As comparatively few New England families in the seventeenth century owned churns, I cannot think that many made butter; of course families of wealth ate it, but it was not common as to-day. In the inventories of the property of the early settlers of Maine there is but one churn named. Butter was worth from threepence to sixpence a pound. As cattle increased the duties of the dairy grew, and soon were never-ceasing and ever-tiring. The care of cream and making of butter was in the eighteenth century the duty of every good wife and dame in the country, and usually in the town.
Though the shape and ease of action of churns varied, still butter-making itself varied little from the same work to-day. Several old-time churns are shown, the revolving one being the most unusual.
Cheese was plentiful and good in all the Northern colonies. It was also an unending care from the time the milk was set over the fire to warm and then to curdle; through the breaking of the curds in the cheese-basket; through shaping into cheeses and pressing in the cheese-press, placing them on the cheese-ladders, and constantly turning and rubbing them. An old cheese-press, cheese-ladder, and cheese-basket from Deerfield Memorial Hall are shown in the illustration.
In all households, even in those of great wealth and many servants, assistance was given in all housewifery by the daughters of the household. In the South it was chiefly by superintendence and teaching through actual exposition the negro slaves; in the North it was by the careful performance of the work.
The manuscript cooking receipt-book of many an ancient dame shows the great care they took in family cooking. English methods of cooking at the time of the settlement of this country were very complicated and very laborious.
It was a day of hashes, ragouts, soups, hotch-pots, etc. There were no great joints served until the time of Charles the First. In almost every sixteenth-century receipt for cooking meat, appear some such directions as these: "Y-mynce it, smyte them on gobbets, hew them on gobbets, chop on gobbets, hew small, dyce them, skern them to dyce, kerf it to dyce, grind all to dust, smyte on peces, parcel-hem; hew small on morselyen, hack them small, cut them on culpons." Great amounts of spices were used, even perfumes; and as there was no preservation of meat by ice, perhaps the spices and perfumes were necessary.
Of course the colonists were forced to adopt simpler ways of cooking, but as towns and commerce increased there were many kitchen duties which made much tedious work. Many pickles, spiced fruits, preserves, candied fruits and flowers, and marmalades were made.
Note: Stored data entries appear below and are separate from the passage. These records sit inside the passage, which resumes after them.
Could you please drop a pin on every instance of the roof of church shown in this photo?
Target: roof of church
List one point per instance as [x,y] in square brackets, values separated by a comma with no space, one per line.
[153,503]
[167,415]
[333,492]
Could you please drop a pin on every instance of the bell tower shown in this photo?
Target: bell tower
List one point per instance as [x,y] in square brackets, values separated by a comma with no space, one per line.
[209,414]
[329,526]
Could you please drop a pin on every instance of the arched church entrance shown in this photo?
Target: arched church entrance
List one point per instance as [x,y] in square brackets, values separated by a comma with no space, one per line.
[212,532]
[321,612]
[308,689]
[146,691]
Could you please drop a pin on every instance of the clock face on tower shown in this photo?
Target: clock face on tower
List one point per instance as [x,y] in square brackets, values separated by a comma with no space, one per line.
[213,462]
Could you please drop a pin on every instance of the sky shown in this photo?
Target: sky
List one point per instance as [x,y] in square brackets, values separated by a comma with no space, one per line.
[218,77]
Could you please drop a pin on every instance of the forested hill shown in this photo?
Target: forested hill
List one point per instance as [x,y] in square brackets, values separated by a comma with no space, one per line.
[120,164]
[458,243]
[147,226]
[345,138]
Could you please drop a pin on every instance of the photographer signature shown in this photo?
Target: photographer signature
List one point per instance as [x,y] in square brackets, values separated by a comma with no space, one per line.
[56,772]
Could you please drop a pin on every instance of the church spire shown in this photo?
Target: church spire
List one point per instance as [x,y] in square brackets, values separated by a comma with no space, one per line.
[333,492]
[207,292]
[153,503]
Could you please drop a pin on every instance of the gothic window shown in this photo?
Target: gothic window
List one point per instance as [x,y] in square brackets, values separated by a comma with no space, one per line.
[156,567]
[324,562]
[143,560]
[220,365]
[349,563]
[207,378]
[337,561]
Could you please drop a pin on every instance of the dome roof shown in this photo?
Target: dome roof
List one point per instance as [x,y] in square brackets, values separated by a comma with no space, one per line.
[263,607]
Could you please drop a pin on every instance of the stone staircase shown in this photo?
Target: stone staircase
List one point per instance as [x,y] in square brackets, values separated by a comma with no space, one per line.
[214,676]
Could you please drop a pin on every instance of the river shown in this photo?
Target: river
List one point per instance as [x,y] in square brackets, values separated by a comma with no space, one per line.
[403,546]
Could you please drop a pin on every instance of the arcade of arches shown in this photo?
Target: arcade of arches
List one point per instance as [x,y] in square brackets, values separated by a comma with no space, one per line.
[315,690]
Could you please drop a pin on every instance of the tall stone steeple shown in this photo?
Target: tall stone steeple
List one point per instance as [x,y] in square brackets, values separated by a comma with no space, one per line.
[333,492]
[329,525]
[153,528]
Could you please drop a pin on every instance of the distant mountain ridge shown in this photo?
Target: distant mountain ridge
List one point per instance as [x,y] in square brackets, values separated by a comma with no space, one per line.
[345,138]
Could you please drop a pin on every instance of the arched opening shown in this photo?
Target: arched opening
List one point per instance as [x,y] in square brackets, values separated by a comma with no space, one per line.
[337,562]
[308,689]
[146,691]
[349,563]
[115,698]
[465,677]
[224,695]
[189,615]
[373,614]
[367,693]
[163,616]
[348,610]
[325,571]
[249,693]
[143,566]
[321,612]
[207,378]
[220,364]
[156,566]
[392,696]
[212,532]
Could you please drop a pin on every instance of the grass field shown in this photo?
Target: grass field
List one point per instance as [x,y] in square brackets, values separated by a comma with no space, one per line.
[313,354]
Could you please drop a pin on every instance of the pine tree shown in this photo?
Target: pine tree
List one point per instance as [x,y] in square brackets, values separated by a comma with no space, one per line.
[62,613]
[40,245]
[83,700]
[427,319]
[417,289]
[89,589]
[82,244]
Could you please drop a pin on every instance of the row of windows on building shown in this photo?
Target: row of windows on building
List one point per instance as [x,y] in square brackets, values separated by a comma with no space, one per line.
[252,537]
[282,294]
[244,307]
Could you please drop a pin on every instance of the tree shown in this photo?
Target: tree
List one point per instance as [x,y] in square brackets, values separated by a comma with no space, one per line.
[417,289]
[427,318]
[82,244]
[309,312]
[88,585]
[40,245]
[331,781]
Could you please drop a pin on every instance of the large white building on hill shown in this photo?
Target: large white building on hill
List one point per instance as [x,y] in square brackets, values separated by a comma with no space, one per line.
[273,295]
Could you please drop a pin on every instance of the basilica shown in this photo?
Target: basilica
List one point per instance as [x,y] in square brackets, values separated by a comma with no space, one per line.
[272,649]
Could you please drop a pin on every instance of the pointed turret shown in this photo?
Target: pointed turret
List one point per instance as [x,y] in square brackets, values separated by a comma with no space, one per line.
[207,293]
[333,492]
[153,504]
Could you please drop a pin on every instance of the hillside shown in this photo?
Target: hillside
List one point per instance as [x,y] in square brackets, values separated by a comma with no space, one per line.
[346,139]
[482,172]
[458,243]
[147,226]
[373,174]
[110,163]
Preserving was a very different art from canning fruit to-day. There were no hermetically sealed jars, no chemical methods, no quick work about it. Vast jars were filled with preserves so rich that there was no need of keeping the air from them; they could be opened, that is, the paper cover taken off, and used as desired; there was no fear of fermentation, souring, or moulding.
The housewives pickled samphire, fennel, purple cabbage, nasturtium-buds, green walnuts, lemons, radish-pods, barberries, elder-buds, parsley, mushrooms, asparagus, and many kinds of fish and fruit. They candied fruits and nuts, made many marmalades and quiddonies, and a vast number of fruit wines and cordials. Even their cakes, pies, and puddings were most complicated, and humble households were lavish in the various kinds they manufactured and ate.
They collared and potted many kinds of fish and game, and they salted and soused. Salted meat was eaten, and very little fresh meat; for there were no means of keeping meat after it was killed. Every well-to-do family had a "powdering-tub," in which meat was "powdered," that is, salted and pickled. Many families had a smoke-house, in which beef, ham, and bacon were smoked.